American Agriculturist recently reported that U.S. EPA was withholding nearly $2.9 million targeted for Chesapeake Bay work, until the Pennsylvania meets EPA’s expectations. See Pa faces clean water regulatory armageddon.
Apparently, those expectations were met by the commonwealth’s rebooted strategy to improve water quality in Pennsylvania’s portion of the Chesapeake Bay watershed. On Tuesday, Pennsylvania’s Department of Environmental Protection announced that EPA had restored that program funding. The commonwealth’s comprehensive strategy was developed collaboratively between DEP and Pennsylvania departments of Agriculture and Conservation and Natural Resources.

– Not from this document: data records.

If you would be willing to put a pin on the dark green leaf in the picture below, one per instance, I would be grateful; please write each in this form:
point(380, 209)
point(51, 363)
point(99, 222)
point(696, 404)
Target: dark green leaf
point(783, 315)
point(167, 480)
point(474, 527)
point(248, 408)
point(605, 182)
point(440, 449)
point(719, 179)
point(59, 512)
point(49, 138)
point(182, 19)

The funding will primarily support installation of best management practices on farms and the operations of County Conservation Districts. EPA will award the funds to DEP when federal budget authority for the new fiscal year is finalized.
“EPA appreciates Pennsylvania’s commitment to get back on-track with nutrient reduction measures necessary to achieve the Chesapeake Bay goals,” noted EPA Regional Administrator Shawn Garvin. The “submission, 18-month strategy and draft implementation plan contain many actions that can serve as building blocks to accelerate the pace of implementation.”
“This restored funding will be targeted by DEP to begin implementation of our rebooted strategy,” added DEP Secretary John Quigley. “It is a start – but only that. We have a long way to go in our efforts to assemble additional resources and to do the work to improve local water quality in Pennsylvania, and that of the Chesapeake Bay.”
If progress isn’t made, U.S. EPA still threatens additional actions, so-called backstops, that would increase the federal agency’s role in inspections, permitting and compliance.
Agriculture has a pivotal role in meeting Pennsylvania’s nitrogen and sediment reduction goals. The rebooted strategy relies on a mix of technical and financial assistance for farmers, technology, expanded data gathering, improved program coordination and capacity and – only when necessary – stronger enforcement and compliance measures.